There are some excellent songs on HTTT—songs that hold up well after a decade. But there are some clunkers—structurally, the album’s track list has a bad habit of building up steam, then coming to a complete standstill on some of the slower songs. The one-two punch opening of “2+2=5” and “Sit Down, Stand Up,” is diminished by the some what boring “Sail to The Moon”—a song that pretty much never goes anywhere.  The frenetic and somewhat menacing “Where I Begin and You And,” the fuzzed- out “Myxamatosis,” and the bass-heavy “A Punch up at A Wedding” are all still outstanding, as is the album’s lead single, the percussion heavy “There, There.”

Looking at where HTTT falls within the Radiohead canon is worth nothing—after the pressures following OK Computer, the band delivered the ambitious Kid A, then toured in support of its companion piece (and slightly lesser) album Amnesiac. The following year, they road-tested material that ended up on Hail to The Thief, and then toured again in support of it. By the time the band reached their set at the 2004 Cochella Music Festival, it seemed that they were pretty much sick of being Radiohead, and were perplexed by the fact that they were playing after a recently reunited Pixies—a group that was highly influential in Radiohead’s early days.

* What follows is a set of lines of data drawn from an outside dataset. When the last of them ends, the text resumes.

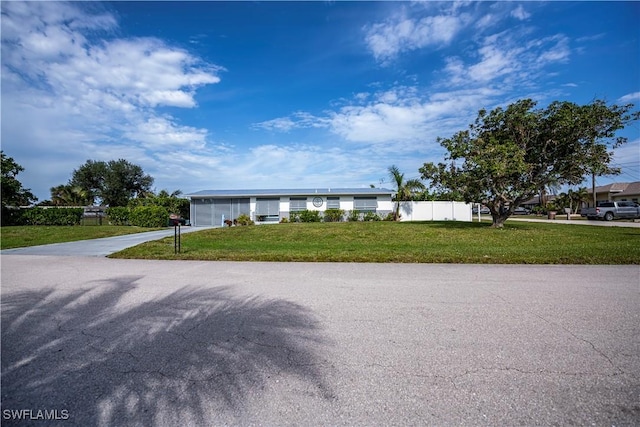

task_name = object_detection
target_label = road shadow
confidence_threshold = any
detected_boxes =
[1,277,332,426]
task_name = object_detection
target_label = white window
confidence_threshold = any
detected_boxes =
[256,198,280,222]
[289,197,307,212]
[327,196,340,209]
[353,197,378,212]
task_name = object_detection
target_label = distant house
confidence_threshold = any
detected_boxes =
[587,181,640,203]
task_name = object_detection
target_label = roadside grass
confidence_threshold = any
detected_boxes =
[111,221,640,264]
[0,225,165,249]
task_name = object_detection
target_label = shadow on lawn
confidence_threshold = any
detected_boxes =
[2,277,332,426]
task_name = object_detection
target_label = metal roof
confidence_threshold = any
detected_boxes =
[185,188,395,198]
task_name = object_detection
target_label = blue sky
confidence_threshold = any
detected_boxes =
[1,1,640,200]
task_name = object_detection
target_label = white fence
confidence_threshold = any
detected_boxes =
[400,202,473,222]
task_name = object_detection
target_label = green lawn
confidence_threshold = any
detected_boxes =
[112,222,640,264]
[0,225,164,249]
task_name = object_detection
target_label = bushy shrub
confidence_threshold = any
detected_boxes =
[362,212,380,221]
[324,209,344,222]
[107,206,130,225]
[1,206,27,226]
[129,206,169,227]
[347,209,360,221]
[235,214,254,225]
[22,207,84,225]
[296,210,322,222]
[382,212,402,221]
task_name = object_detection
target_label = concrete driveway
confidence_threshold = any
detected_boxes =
[1,254,640,426]
[0,227,212,257]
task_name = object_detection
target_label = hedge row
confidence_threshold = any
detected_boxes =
[2,206,169,228]
[2,207,84,225]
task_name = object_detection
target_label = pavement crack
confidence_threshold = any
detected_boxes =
[486,290,624,374]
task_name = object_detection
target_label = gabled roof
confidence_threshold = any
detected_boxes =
[185,188,395,198]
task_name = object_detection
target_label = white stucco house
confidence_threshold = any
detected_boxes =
[185,188,394,227]
[185,188,472,227]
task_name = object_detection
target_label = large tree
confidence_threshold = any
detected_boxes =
[420,99,638,227]
[69,159,153,206]
[389,165,425,221]
[0,151,38,208]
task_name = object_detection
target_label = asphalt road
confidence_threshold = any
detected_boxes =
[0,254,640,426]
[0,227,211,257]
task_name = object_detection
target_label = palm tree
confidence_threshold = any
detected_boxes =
[389,165,425,221]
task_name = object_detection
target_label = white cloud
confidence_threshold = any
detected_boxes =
[443,31,571,88]
[511,4,531,21]
[364,7,469,63]
[1,2,223,199]
[618,92,640,104]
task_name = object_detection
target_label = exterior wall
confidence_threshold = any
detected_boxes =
[191,195,473,226]
[400,202,473,222]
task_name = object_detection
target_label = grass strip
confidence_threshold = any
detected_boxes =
[111,222,640,264]
[0,225,161,249]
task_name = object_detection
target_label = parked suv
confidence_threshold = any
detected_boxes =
[580,202,640,221]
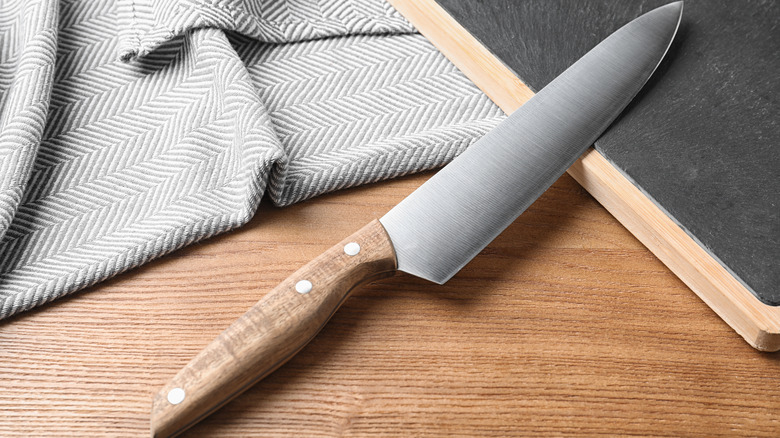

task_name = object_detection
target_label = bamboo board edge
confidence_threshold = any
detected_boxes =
[388,0,780,351]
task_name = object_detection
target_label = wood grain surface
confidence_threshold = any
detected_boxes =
[0,174,780,437]
[389,0,780,351]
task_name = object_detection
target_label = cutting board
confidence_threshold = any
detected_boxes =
[391,0,780,351]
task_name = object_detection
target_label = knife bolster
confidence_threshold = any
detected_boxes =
[151,220,396,437]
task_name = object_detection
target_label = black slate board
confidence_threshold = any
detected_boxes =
[437,0,780,306]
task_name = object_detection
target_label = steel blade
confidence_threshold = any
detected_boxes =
[380,2,682,283]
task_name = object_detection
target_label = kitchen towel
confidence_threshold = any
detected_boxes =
[0,0,504,318]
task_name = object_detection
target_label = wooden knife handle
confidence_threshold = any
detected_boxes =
[151,220,396,437]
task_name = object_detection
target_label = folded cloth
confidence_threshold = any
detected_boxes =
[0,0,503,318]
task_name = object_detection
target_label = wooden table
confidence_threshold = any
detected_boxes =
[0,169,780,437]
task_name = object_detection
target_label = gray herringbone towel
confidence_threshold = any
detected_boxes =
[0,0,503,318]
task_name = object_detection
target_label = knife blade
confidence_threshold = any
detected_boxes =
[151,2,682,437]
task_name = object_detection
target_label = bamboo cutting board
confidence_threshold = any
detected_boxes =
[391,0,780,351]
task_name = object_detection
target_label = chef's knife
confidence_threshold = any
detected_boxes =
[151,2,682,437]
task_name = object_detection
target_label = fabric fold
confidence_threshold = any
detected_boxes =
[119,0,414,60]
[0,0,58,238]
[0,0,504,318]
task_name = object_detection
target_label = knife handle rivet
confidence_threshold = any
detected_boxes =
[168,388,185,405]
[295,280,313,294]
[344,242,360,256]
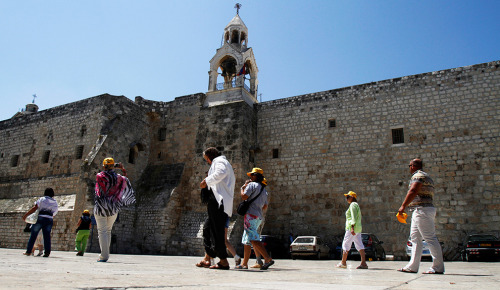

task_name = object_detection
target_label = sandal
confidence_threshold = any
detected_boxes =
[260,260,274,270]
[422,270,444,275]
[195,260,210,268]
[209,262,230,270]
[398,268,417,273]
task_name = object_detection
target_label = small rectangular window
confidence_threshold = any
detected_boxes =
[392,128,405,144]
[158,128,167,141]
[42,150,50,163]
[10,155,19,167]
[75,145,83,159]
[80,125,87,137]
[128,148,137,164]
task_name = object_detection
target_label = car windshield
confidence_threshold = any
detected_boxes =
[469,235,497,242]
[295,238,314,244]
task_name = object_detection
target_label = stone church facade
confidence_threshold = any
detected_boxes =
[0,15,500,259]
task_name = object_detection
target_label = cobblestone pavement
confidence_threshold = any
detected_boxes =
[0,249,500,290]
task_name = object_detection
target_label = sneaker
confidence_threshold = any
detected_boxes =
[260,260,274,270]
[250,263,262,269]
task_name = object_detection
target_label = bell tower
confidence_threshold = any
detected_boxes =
[204,4,259,107]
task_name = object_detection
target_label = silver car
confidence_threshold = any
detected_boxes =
[290,236,330,260]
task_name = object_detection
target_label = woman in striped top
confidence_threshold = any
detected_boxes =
[94,158,135,262]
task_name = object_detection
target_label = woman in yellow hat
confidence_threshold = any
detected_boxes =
[236,167,274,270]
[94,157,135,262]
[75,210,92,256]
[337,191,368,269]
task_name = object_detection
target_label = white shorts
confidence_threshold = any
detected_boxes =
[342,231,365,252]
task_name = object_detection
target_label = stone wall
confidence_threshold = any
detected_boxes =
[0,62,500,258]
[255,62,500,257]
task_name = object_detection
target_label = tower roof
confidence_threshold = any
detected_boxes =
[226,14,248,30]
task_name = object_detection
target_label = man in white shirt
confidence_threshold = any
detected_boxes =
[200,147,236,270]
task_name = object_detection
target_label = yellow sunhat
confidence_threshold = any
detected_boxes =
[102,157,115,165]
[396,212,408,224]
[344,191,358,199]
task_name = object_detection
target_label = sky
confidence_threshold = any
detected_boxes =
[0,0,500,120]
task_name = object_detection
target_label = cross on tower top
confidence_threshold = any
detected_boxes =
[234,3,241,15]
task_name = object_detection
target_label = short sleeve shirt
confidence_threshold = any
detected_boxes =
[408,170,434,207]
[245,182,267,219]
[35,196,59,218]
[345,201,363,234]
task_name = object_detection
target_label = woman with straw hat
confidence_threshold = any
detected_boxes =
[337,191,368,269]
[236,168,274,270]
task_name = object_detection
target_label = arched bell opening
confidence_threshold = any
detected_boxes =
[231,30,240,44]
[240,32,247,47]
[217,56,237,90]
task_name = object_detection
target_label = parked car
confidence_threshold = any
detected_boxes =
[459,234,500,262]
[336,233,386,261]
[260,235,290,259]
[406,237,443,261]
[290,236,330,260]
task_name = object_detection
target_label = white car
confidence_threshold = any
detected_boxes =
[290,236,330,260]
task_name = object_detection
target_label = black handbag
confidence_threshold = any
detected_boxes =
[236,184,264,216]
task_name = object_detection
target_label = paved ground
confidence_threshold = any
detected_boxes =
[0,249,500,290]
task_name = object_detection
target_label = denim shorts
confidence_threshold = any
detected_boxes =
[241,213,262,245]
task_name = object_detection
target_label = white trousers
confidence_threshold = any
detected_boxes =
[342,231,365,252]
[94,214,118,260]
[405,207,444,273]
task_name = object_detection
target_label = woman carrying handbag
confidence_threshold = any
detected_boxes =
[236,168,274,270]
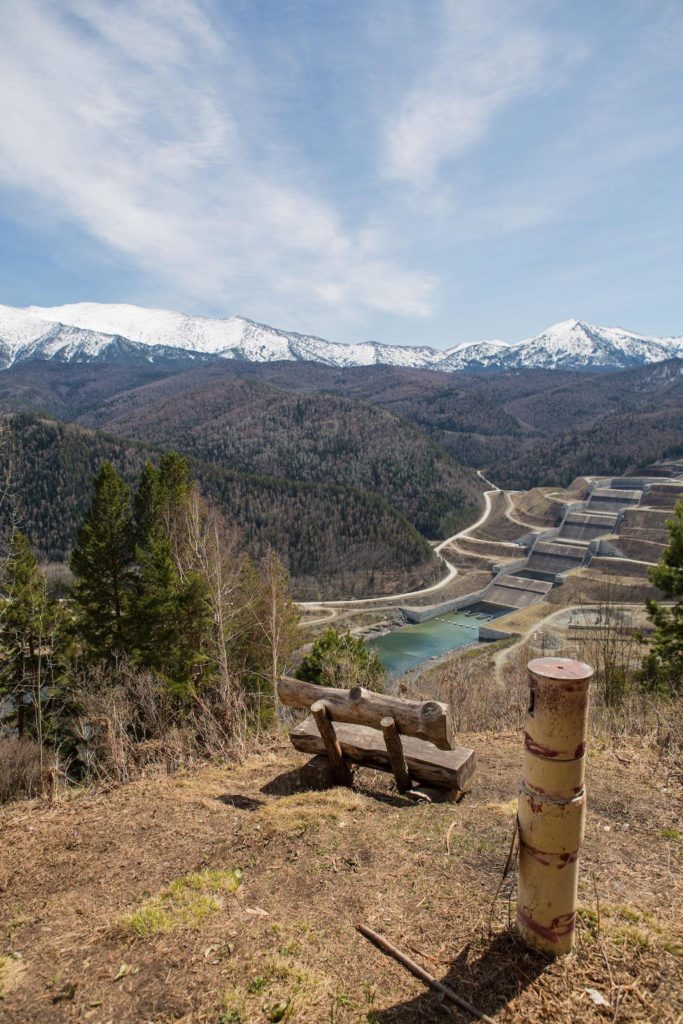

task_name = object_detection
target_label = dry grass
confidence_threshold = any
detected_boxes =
[118,868,242,936]
[0,732,683,1024]
[0,736,54,804]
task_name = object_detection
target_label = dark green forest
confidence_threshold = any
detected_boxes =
[0,414,438,597]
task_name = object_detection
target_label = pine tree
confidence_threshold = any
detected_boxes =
[641,502,683,693]
[0,529,56,739]
[297,629,384,692]
[133,462,162,547]
[131,452,210,695]
[70,462,133,659]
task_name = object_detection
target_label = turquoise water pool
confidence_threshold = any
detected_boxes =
[368,604,508,676]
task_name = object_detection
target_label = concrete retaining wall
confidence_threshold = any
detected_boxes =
[399,584,492,623]
[479,626,514,640]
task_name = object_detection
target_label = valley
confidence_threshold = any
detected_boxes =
[0,339,683,602]
[302,460,683,677]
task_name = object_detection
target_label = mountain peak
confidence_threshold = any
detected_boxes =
[0,302,683,373]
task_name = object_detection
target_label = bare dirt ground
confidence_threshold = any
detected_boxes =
[0,733,683,1024]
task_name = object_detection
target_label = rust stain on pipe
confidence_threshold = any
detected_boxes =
[517,657,593,956]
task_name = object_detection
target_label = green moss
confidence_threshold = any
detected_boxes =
[119,868,242,936]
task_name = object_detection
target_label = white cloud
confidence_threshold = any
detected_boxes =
[0,0,435,315]
[382,0,581,187]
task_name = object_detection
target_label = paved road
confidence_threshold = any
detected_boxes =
[297,470,500,610]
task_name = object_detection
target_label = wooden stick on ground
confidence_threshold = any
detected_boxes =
[356,925,496,1024]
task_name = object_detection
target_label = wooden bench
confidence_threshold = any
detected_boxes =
[278,676,476,793]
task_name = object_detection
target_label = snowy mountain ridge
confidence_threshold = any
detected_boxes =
[0,302,683,373]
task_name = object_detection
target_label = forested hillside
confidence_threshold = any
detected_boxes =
[0,414,438,597]
[194,359,683,488]
[0,359,683,596]
[80,372,481,538]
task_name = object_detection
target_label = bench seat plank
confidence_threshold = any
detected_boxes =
[290,715,476,792]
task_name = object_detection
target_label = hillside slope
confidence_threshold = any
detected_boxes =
[0,414,439,598]
[79,368,481,539]
[0,732,683,1024]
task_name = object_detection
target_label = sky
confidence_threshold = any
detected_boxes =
[0,0,683,348]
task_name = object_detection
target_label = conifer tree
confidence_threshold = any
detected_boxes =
[70,462,133,659]
[0,529,56,738]
[297,629,385,692]
[131,452,210,695]
[641,502,683,693]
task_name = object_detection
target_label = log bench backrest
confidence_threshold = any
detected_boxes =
[278,676,454,751]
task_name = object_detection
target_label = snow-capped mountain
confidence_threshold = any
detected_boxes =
[503,321,683,370]
[0,302,683,373]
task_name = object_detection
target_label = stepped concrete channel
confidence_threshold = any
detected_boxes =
[371,463,683,674]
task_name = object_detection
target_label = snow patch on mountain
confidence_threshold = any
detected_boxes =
[0,302,683,373]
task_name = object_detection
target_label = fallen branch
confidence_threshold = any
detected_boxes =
[356,925,495,1024]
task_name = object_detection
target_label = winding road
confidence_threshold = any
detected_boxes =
[297,470,501,610]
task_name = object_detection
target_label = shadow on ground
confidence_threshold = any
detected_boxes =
[373,932,550,1024]
[260,755,414,807]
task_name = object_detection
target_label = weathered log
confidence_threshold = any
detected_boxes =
[380,717,413,793]
[290,715,476,793]
[278,676,453,751]
[310,700,353,785]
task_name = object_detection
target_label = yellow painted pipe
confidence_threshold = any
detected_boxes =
[517,657,593,956]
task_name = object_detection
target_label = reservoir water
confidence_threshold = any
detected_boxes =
[368,603,510,677]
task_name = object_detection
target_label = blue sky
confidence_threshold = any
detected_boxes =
[0,0,683,347]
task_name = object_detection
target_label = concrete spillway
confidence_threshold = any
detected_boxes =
[642,483,683,510]
[586,487,643,512]
[558,512,618,544]
[486,574,553,608]
[526,541,586,575]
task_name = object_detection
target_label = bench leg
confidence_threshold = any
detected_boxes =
[380,718,413,793]
[310,700,353,785]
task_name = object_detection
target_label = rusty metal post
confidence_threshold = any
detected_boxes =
[517,657,593,956]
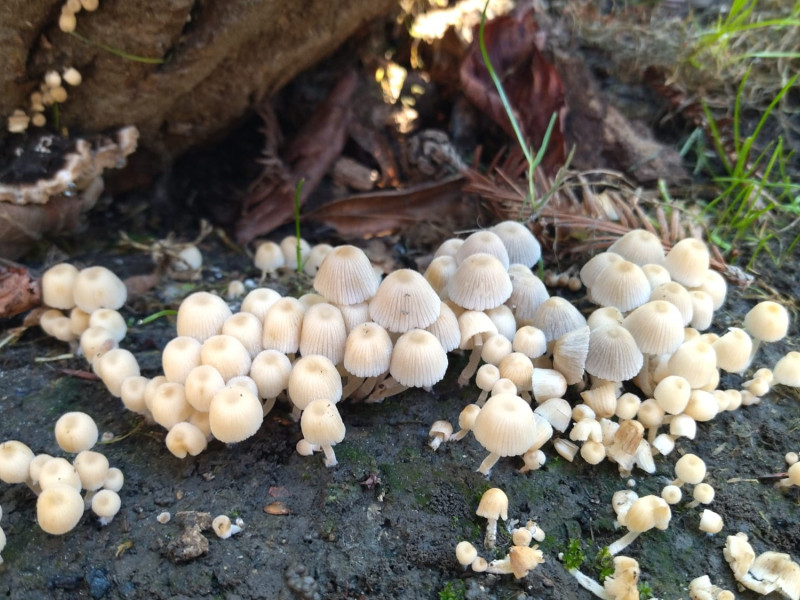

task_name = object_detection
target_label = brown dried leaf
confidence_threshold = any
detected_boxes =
[0,263,41,319]
[304,175,464,237]
[461,10,566,173]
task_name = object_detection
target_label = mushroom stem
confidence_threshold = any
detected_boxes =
[322,444,339,467]
[458,334,483,387]
[367,376,408,402]
[608,531,639,556]
[483,518,496,548]
[342,375,366,398]
[569,569,611,600]
[478,452,500,477]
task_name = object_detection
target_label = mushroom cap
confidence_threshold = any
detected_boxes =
[472,394,538,456]
[622,300,684,354]
[448,253,513,310]
[176,292,233,342]
[389,329,447,387]
[744,300,789,342]
[300,399,345,446]
[55,411,99,453]
[585,325,644,381]
[36,484,84,535]
[72,267,128,314]
[41,263,78,310]
[489,221,542,267]
[369,269,441,333]
[287,354,342,410]
[314,245,378,304]
[475,488,508,521]
[208,388,264,444]
[344,322,394,377]
[455,229,516,271]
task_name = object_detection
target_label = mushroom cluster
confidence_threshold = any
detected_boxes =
[0,412,124,543]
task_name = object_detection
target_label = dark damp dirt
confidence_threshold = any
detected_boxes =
[0,220,800,599]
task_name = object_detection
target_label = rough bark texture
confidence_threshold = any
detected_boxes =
[0,0,395,160]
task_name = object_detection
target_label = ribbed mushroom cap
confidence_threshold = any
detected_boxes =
[250,350,292,398]
[300,302,347,365]
[344,322,394,377]
[585,325,644,381]
[177,292,233,342]
[389,329,447,387]
[314,245,378,304]
[590,260,651,312]
[622,300,684,354]
[300,400,345,446]
[506,272,550,326]
[472,394,537,456]
[369,269,441,333]
[531,296,586,342]
[287,354,342,410]
[36,484,84,535]
[489,221,542,267]
[608,229,664,267]
[664,238,710,287]
[72,267,128,314]
[41,263,78,310]
[553,326,590,385]
[448,253,512,310]
[744,300,789,342]
[261,298,306,354]
[455,230,509,271]
[208,388,264,444]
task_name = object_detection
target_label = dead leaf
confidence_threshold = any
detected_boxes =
[0,262,41,319]
[460,10,566,173]
[304,175,464,237]
[236,71,358,244]
[264,501,291,515]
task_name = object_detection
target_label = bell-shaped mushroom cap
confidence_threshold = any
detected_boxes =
[489,221,542,267]
[314,245,378,304]
[650,281,694,327]
[585,325,644,381]
[475,488,508,521]
[208,388,264,444]
[455,230,509,271]
[177,292,233,342]
[36,484,84,535]
[55,411,99,453]
[344,322,394,377]
[664,238,710,287]
[667,339,717,389]
[506,274,550,326]
[288,354,342,410]
[0,440,33,483]
[448,253,512,310]
[369,269,441,333]
[261,298,306,354]
[622,300,684,354]
[300,400,345,446]
[300,302,347,365]
[41,263,78,310]
[711,327,753,373]
[608,229,664,267]
[590,260,651,312]
[389,329,454,387]
[531,296,586,342]
[553,326,591,385]
[472,394,538,456]
[744,300,789,342]
[772,351,800,387]
[425,302,461,352]
[72,267,128,314]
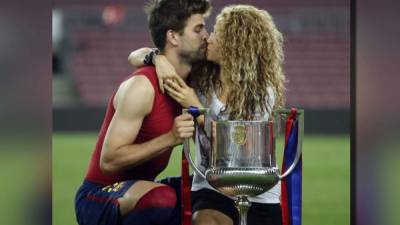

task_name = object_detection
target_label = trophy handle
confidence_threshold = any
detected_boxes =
[182,106,208,179]
[183,138,206,179]
[278,110,304,180]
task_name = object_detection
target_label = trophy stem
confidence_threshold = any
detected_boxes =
[235,195,251,225]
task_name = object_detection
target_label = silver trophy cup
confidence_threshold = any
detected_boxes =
[183,109,304,225]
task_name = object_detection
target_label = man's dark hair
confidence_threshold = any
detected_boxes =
[145,0,211,51]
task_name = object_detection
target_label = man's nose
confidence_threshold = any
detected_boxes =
[203,30,210,41]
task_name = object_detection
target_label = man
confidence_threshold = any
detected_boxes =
[75,0,210,225]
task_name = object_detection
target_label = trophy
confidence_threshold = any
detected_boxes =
[183,108,304,225]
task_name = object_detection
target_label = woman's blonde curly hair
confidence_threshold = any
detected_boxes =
[190,5,285,120]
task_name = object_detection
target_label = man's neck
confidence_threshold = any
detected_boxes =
[165,51,192,80]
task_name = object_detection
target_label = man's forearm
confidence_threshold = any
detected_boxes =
[100,132,177,173]
[128,47,152,67]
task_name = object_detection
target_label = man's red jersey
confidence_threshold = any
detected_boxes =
[86,66,182,185]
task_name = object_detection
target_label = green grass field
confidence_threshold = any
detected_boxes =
[53,133,350,225]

(going for a look that says "thom likes leather." although he is vegan, i guess, so this is confusing.)

It is also worth noting what falls after HTTT in the Radiohead canon—a two-year gap of silence, broken by Thom Yorke’s 2006 solo LP The Eraser, along with a summer tour where new material was performed throughout. The material, written in 2005, had been part of a failed attempt at a studio album, produced by someone other than Nigel Godrich. Later, in 2007, they would reconvene with Godrich behind the boards, and record In Rainbows—a paradigm shifting record for many reasons: not only was it self-released after HTTT fulfilled their six-record deal with EMI, it was the first record to be released with the now infamous “Pay What You Want” business model. It was also available as an $80 limited edition boxed set.

Revisiting Hail to The Thief ten years after its arrival, I was struck by how it is not a bad Radiohead album. But it’s also not that great. The pacing crawls along at a snail’s pace, specifically towards the end. In listening to it the other day, I couldn’t recall when I last listened to it from start to finish, or at least listened to any song off of it. It, as I expected, as not aged poorly, but also not aged well—unlike your Ok Computers and your Kid As, those are just timeless records. HTTT is 2003. Upon release, it was given a glowing 9.3 by a then not as important Pitchfork, although the writing in the review itself is god-awful. By 2009, when the “cash grab” reissue dropped, the album’s score was downgraded to an 8.6.

There are of course the obligatory b-sides that accompany Hail to The Thief—the Bends-era sounding “I Am a Wicked Child,” the simple, acoustic, and incredible “Gagging Order,” and the skittering “Paperbag Writer.” These, by comparison, are all drastically different from one another, would maybe have not worked in the sequencing of the album, but are much stronger songs than some that ended up in the final track list.

Radiohead’s debut, Pablo Honey, turns 20 this year. The record they’ve distanced themselves the most from, pulling it out now is like stepping into a time machine—it is just dripping with the early 90s Brit-Pop sound. It’s the sound of a band still figuring out who they are; it’s the sound of the time it was made in.

The consensus around Hail to The Thief is that it’s not a groundbreaking album, but it didn’t need to be. It was Radiohead’s self-awareness put to tape; after bending genres, they reached a point in their career where this was the record they needed to make, because even 10 years into it, they were still trying to figure out who they were.